Quelle feuille de route ? Les produits issus du recyclage devraient pourtant devenir une mine d’or d’ici cinq ans, surtout que les matières premières pourraient flamber rapidement. “C’est un enjeu économique et non plus une simple vision éthique, avec, entre autres, un fort potentiel de différentiation sur le marché, un facteur de relocalisation de l’activité et un enjeu écologique. Pour les projets innovants, le savoir-faire sera propre à chaque entreprise mais profitera à l’ensemble des collaborateurs”, conclut Marc Honoré. La Vallée, qui n’a pour le moment aucune structure juridique, espère malgré tout participer à l’orientation d’Horizon 2020 (le programme de financement de la recherche et de l’innovation de l’Union européenne). Malgré une feuille de route encore un peu légère, les acteurs prévoient de faire, outre une forte sensibilisation, un état des lieux sur les innovations étrangères et présenter leurs résultats lors d’un colloque prévu en février 2014. L’innovation sera, quant à elle, financée par les appels à projets d’Eco TLC, de l’ADEME, de la Région ou du programme européen INTERREG. A suivre…

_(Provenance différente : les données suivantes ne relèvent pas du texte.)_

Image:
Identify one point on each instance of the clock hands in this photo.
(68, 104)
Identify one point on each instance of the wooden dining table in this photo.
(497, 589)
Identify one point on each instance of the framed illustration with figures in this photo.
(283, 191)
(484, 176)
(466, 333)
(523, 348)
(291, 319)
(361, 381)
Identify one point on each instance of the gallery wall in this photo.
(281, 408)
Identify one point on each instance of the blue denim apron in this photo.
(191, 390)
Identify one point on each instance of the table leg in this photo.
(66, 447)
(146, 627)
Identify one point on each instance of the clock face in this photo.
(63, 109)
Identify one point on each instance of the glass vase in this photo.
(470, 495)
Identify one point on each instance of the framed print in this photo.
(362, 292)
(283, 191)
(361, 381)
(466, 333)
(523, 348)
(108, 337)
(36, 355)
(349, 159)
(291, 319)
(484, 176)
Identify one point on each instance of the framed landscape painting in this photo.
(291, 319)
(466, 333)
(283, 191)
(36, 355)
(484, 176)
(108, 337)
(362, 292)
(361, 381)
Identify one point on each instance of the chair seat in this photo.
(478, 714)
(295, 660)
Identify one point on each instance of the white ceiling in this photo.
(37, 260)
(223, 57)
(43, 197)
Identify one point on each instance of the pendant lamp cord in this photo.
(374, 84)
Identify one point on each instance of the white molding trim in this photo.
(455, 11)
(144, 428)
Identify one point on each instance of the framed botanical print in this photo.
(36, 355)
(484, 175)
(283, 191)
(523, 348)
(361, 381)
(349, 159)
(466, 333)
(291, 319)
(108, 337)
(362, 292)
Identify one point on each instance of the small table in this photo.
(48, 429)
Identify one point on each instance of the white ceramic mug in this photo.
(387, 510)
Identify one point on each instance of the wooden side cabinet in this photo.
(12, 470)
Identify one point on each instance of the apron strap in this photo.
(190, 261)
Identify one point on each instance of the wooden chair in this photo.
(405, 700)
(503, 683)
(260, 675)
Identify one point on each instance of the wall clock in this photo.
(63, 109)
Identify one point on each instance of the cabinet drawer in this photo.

UP-tex renforce son ancrage sur les marchés
Le pôle de compétitivité dédié aux matériaux textiles avancés labellisés par l’État en 2005, s’engage dans sa troisième phase d’action. Une volonté commune avec celle de l’État qui vise à valoriser les déchets textiles et le renouveau industriel par la recherche et la mise en marché de ces innovations. Cette ambition est aujourd’hui partagée par les 140 membres d’UP-Tex, dont des entreprises innovantes, grandes ou petites, des laboratoires de recherche et des universités. Implanté en région, en résonance avec la Picardie et l’Euro-région, ce pôle accompagne le développement de nouveaux produits, services et procédés, en plus d’être créateur d’emplois. Avec 116 projets labellisés à son actif, Up-Tex se mobilise pour amplifier son action et susciter l’innovation à l’international.